IHS at the 20th Biennial Congress of the New Chaucer Society (London, 10-15 July 2016)

Aditi Nafde, University of Newcastle, and Elon Lang, The University of Texas at Austin, have organized a session for the 2016 NCS and we owe them a huge ‘thank you’ for their enthusiasm and hard work. The session is included in the Chaucerian Networks thread, and will run on Tuesday, 12th July, from 4:00-5:30 pm in PP2.

After Chaucer

Here is the original call for papers:

This roundtable seeks papers that address the influence and afterlife of manuscripts and text-makers that contributed to the continuity and development of England’s literary culture both during and after Chaucer’s life. We invite proposals that consider the networks of poets, scribes, books, and other cultural influences that led to Hoccleve’s famous identification of Chaucer as his poetic “fadir” and as the “firste fyndere of our fair langage”. What textual and cultural networks may have supported Chaucer’s early canonization and contributed to the broader fabric of late medieval literature? How might Chaucer’s as well as Hoccleve’s and others’ influence help us reposition the centre of late medieval literary and material culture? If so, how might other texts and authors be reconsidered in relation to Chaucer?

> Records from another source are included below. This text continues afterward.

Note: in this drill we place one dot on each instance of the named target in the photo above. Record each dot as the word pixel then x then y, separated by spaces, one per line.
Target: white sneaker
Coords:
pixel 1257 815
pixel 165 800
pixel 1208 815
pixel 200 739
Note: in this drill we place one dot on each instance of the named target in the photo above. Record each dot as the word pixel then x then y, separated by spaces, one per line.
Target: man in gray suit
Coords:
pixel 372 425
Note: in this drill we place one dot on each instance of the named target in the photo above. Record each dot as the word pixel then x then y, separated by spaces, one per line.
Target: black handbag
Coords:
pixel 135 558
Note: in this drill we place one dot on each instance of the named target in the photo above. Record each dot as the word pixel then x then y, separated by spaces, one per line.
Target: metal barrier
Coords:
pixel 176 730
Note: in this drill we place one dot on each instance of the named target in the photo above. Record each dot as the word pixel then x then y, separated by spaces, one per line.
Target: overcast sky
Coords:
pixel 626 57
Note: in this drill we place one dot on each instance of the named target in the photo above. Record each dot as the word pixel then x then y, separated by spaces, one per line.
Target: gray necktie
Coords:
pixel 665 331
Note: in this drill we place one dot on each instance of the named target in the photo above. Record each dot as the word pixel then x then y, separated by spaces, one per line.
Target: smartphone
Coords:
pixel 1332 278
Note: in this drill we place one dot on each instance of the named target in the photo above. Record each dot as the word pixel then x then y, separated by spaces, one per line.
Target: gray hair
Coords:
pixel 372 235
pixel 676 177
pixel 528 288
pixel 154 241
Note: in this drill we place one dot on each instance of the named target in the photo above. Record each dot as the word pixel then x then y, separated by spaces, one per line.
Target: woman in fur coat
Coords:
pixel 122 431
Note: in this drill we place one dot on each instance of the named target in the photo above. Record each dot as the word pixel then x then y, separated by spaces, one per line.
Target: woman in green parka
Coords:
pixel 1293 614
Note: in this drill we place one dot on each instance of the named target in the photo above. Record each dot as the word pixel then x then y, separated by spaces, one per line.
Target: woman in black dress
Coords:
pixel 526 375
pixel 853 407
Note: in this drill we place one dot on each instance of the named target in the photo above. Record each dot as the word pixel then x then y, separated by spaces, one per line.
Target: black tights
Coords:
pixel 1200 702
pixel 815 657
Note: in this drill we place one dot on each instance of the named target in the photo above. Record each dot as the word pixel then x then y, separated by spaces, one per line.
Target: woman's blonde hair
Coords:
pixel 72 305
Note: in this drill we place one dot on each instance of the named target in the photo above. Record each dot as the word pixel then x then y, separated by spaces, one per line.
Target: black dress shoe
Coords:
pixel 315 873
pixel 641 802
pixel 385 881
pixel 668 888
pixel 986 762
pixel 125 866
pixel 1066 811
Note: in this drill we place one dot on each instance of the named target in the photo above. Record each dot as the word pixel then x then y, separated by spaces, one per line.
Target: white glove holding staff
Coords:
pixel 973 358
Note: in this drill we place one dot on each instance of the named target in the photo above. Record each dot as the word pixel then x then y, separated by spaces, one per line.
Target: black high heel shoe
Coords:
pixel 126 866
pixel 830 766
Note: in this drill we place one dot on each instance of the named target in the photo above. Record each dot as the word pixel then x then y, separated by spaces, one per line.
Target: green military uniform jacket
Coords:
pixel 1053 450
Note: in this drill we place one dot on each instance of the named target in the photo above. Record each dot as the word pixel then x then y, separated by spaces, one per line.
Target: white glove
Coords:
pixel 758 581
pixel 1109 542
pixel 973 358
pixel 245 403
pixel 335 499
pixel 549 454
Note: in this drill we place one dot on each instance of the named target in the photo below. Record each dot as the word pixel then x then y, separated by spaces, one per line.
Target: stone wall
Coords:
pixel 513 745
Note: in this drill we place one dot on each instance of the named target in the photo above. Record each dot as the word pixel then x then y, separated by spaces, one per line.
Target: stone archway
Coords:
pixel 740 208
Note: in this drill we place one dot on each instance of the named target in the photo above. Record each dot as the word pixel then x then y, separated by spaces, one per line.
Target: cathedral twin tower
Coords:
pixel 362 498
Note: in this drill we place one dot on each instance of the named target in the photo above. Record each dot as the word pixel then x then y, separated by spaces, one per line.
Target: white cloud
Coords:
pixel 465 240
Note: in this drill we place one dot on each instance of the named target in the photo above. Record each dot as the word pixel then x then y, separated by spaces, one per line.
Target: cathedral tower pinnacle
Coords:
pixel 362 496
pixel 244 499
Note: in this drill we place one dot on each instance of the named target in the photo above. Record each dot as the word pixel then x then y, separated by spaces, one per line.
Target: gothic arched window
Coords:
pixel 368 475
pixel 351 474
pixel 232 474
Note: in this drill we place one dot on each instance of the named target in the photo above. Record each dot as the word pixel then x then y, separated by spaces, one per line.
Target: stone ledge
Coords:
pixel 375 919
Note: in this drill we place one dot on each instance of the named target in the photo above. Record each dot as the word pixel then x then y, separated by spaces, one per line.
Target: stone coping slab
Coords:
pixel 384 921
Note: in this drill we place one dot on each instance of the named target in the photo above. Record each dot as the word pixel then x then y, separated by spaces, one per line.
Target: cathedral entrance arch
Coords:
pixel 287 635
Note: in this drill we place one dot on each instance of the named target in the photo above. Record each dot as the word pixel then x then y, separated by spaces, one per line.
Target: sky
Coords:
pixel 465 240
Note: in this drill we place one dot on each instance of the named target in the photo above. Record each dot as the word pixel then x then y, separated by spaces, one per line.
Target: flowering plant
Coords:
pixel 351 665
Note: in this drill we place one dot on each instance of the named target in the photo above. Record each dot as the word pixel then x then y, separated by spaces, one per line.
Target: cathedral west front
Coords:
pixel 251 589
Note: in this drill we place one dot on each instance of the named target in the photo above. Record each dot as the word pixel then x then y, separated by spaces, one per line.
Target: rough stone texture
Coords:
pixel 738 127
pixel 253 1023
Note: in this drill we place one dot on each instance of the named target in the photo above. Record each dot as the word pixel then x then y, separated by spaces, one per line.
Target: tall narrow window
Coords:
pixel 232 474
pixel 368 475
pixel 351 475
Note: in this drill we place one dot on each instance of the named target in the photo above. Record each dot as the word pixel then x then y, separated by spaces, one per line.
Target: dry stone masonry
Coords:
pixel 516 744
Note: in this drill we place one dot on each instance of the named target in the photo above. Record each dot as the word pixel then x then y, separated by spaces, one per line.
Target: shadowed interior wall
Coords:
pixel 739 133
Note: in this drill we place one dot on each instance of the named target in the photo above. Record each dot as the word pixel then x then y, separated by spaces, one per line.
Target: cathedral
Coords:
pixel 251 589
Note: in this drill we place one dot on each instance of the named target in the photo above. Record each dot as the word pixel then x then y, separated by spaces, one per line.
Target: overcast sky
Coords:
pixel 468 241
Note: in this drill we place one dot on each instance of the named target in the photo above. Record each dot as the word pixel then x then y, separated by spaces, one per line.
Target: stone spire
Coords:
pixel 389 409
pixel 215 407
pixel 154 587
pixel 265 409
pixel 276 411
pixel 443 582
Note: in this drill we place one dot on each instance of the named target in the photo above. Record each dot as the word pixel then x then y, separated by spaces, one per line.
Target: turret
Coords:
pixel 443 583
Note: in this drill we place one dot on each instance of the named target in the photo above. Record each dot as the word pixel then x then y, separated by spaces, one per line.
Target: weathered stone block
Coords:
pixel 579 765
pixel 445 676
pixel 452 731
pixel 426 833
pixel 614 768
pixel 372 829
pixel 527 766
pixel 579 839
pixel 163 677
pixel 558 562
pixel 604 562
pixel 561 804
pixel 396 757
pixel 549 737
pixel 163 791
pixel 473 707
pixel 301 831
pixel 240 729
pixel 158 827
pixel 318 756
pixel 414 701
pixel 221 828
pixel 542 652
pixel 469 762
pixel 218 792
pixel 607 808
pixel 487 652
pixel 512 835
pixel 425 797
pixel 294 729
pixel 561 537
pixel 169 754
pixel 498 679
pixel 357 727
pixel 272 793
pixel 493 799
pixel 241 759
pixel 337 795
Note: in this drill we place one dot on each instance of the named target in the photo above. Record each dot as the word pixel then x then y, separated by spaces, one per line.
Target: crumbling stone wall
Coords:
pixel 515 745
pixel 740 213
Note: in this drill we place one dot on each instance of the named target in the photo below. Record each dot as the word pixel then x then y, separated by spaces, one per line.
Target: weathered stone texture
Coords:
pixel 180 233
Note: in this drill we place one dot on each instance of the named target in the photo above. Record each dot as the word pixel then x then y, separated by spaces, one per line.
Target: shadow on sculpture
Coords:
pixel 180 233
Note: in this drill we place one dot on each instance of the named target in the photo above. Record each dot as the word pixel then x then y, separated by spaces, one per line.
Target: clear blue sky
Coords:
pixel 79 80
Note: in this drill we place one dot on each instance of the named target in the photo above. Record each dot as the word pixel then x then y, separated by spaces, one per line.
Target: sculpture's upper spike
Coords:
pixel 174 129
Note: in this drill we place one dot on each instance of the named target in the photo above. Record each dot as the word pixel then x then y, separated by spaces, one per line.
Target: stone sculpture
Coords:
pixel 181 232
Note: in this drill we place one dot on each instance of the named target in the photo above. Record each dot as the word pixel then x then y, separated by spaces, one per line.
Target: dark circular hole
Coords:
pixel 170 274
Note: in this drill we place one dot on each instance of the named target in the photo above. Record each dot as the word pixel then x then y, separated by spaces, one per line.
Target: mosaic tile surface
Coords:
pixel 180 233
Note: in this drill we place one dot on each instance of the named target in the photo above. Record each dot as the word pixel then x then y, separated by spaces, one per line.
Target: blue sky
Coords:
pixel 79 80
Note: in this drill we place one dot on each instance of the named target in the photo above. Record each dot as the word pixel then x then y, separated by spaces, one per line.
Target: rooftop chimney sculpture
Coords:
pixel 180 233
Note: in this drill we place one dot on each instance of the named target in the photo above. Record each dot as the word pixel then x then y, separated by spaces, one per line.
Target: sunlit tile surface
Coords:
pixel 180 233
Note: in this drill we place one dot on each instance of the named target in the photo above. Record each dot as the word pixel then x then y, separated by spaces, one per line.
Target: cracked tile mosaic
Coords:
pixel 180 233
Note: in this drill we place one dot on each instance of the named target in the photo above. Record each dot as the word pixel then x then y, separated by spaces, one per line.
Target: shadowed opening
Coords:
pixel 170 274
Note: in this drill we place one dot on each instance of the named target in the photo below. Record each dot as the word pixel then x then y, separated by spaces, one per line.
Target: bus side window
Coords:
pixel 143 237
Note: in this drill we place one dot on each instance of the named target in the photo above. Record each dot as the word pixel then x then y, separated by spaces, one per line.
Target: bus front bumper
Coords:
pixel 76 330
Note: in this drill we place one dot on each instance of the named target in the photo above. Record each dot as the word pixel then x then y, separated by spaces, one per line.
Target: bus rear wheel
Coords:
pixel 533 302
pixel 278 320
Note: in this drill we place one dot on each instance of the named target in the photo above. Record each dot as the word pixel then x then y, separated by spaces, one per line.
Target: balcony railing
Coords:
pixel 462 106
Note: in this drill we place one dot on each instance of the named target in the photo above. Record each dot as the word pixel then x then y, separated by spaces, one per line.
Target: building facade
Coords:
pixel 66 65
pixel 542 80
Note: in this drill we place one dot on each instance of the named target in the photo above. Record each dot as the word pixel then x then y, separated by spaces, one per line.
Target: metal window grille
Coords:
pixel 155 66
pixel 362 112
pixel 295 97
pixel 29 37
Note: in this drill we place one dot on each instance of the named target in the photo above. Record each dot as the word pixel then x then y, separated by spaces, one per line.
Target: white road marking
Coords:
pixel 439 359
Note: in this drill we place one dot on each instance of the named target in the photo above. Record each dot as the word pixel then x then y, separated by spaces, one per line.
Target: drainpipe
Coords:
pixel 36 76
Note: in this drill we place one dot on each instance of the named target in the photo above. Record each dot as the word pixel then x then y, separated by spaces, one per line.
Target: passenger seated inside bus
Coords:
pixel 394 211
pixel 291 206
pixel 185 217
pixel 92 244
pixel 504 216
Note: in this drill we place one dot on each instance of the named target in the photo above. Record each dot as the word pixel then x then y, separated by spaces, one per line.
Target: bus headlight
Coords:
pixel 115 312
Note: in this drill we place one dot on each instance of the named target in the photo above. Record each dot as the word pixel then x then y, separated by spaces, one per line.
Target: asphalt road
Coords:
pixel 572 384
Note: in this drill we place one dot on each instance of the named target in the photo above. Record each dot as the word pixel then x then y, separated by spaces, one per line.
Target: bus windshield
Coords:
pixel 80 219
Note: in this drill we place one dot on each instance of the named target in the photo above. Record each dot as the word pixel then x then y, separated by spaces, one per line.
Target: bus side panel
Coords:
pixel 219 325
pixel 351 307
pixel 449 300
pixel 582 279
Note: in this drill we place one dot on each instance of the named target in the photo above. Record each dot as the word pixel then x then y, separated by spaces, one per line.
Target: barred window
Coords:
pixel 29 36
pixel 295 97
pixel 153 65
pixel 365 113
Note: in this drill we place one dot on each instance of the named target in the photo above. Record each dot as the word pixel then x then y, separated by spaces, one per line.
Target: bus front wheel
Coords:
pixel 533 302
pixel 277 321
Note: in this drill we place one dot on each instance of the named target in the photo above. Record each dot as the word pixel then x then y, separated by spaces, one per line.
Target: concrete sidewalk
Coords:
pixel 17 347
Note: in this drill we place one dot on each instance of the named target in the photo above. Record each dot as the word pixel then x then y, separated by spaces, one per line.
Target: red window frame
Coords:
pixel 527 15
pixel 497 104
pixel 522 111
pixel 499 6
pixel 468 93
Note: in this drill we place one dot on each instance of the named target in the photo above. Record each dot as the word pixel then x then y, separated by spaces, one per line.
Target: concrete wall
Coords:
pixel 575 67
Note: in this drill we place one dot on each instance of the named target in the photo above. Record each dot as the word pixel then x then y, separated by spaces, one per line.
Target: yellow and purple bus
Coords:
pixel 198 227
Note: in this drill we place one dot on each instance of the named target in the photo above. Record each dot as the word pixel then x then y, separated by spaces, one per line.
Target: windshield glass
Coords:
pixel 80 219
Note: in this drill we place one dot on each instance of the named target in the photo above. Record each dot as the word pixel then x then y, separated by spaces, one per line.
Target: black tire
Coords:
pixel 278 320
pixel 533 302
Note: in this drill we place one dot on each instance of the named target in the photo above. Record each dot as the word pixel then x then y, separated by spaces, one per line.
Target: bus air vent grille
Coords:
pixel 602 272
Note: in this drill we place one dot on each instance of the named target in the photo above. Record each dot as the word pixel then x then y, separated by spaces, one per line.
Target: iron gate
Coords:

Papers might focus on codicological, palaeographical, and book historical work on books produced before and after Chaucer, on manuscripts that might have influenced Chaucer’s manuscripts, and on Chaucer’s works produced posthumously. Likewise, papers might examine readings that can be traced through Chaucer, both back to his influences and forward to Hoccleve and his other inheritors.

And here is the line-up for the roundtable:

  • Jenni Nuttall, St Edmund Hall, University of Oxford, “Form and Fashion in Lancastrian Poems”
  • Gabriel Haley, Concordia University, “Secularized Contemplation: Chaucer’s Lyrics in the Fifteenth Century”
  • Helen Hickey, University of Melbourne, “How Are Authors Made? Reading Chaucer and Hoccleve with the Encyclopedists”
  • Madeleine L. Saraceni, Yale University, “‘He fo in herte is vnto wommen alle’: Antagonism and Ambivalence in Hoccleve’s Series”
  • Phillipa Hardman, University of Reading, “A Late-Middle-English Literary Decorator: Chaucerian and Other Echoes in the Sowdone of Babylone”

Please consider joining the session for what promises to be a wonderful discussion of pre- and post- Chaucerian textual, intellectual, and cultural networks.